Find the domain of the difference of the functions \(f(x) = \sqrt{x}\) and \(g(x) = \frac{1}{x-2}\)
Answer
The intersection of \([0, +\infty)\) and \((-\infty, 2) \cup (2, +\infty)\) is \([0, 2) \cup (2, +\infty)\).
Step 1 :The domain of a function is the set of all possible input values (typically, the set of x-values) which will produce a valid output from a particular function. We need to consider where both functions are defined.

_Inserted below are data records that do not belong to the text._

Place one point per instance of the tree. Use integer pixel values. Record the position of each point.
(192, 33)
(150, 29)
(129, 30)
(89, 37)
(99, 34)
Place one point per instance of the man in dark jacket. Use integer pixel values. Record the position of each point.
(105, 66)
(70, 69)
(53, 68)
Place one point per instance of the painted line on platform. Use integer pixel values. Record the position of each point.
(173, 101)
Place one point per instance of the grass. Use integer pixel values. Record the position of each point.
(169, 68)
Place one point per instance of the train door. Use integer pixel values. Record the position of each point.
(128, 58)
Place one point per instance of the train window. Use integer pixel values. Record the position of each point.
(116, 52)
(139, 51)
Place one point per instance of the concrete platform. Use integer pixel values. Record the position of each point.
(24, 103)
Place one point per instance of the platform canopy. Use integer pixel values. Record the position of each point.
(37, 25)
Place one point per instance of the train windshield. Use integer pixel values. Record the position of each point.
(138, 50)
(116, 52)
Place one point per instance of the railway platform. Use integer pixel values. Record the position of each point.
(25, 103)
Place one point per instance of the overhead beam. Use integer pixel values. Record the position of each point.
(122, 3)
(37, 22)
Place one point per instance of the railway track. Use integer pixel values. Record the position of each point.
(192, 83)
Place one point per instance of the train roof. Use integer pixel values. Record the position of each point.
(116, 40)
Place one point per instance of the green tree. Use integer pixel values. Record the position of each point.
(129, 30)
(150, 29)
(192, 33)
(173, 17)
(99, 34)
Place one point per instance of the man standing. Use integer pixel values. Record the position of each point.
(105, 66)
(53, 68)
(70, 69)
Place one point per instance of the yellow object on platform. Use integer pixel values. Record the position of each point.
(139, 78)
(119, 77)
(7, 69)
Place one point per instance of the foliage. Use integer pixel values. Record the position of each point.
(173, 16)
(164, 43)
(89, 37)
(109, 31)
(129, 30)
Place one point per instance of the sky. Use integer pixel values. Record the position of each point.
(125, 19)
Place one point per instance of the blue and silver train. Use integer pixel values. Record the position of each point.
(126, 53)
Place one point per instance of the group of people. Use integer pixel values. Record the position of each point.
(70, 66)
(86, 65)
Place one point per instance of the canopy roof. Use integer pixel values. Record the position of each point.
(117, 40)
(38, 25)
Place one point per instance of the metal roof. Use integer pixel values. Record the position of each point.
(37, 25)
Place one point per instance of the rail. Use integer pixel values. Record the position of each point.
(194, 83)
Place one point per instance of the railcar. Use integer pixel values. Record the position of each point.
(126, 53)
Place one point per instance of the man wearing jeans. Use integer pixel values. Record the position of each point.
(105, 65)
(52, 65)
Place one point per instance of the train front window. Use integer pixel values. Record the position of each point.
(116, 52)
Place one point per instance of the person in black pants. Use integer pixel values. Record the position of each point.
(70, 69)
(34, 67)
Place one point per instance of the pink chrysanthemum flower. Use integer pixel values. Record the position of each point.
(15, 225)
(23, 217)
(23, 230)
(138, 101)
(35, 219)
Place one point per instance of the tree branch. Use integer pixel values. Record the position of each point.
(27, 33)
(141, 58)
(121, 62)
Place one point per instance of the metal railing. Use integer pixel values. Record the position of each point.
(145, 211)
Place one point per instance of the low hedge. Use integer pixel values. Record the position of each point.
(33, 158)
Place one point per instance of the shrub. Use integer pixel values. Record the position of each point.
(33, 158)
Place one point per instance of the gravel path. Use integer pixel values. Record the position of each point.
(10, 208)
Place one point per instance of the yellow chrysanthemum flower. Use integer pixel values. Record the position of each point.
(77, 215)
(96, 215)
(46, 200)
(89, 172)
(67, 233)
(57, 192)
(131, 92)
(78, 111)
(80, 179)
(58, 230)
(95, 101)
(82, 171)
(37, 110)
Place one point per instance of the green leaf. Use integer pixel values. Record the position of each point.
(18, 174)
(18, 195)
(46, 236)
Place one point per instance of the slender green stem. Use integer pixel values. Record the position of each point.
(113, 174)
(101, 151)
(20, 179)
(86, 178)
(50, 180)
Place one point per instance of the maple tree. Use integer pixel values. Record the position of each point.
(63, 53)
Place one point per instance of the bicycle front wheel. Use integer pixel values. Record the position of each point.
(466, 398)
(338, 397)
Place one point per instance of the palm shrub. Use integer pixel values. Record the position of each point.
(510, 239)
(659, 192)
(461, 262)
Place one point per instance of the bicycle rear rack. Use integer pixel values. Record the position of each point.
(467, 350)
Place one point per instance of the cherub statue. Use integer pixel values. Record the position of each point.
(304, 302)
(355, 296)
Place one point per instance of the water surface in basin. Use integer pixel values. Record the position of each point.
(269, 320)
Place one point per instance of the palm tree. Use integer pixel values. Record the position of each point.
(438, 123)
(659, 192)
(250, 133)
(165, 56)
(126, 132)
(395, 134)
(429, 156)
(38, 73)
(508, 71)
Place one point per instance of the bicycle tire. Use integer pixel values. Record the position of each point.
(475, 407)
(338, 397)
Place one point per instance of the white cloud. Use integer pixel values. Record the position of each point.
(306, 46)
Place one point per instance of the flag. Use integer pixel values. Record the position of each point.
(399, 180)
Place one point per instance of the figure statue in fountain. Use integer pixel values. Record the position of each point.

Step 2 :The function \(f(x) = \sqrt{x}\) is defined for all \(x \geq 0\). Therefore, the domain of \(f(x)\) is \([0, +\infty)\).
Step 3 :The function \(g(x) = \frac{1}{x-2}\) is defined for all \(x \neq 2\). Therefore, the domain of \(g(x)\) is \((-\infty, 2) \cup (2, +\infty)\).
Step 4 :When we find the difference of the functions \(f(x) - g(x)\), the domain will be the intersection of the domains of \(f(x)\) and \(g(x)\).
Step 5 :The intersection of \([0, +\infty)\) and \((-\infty, 2) \cup (2, +\infty)\) is \([0, 2) \cup (2, +\infty)\).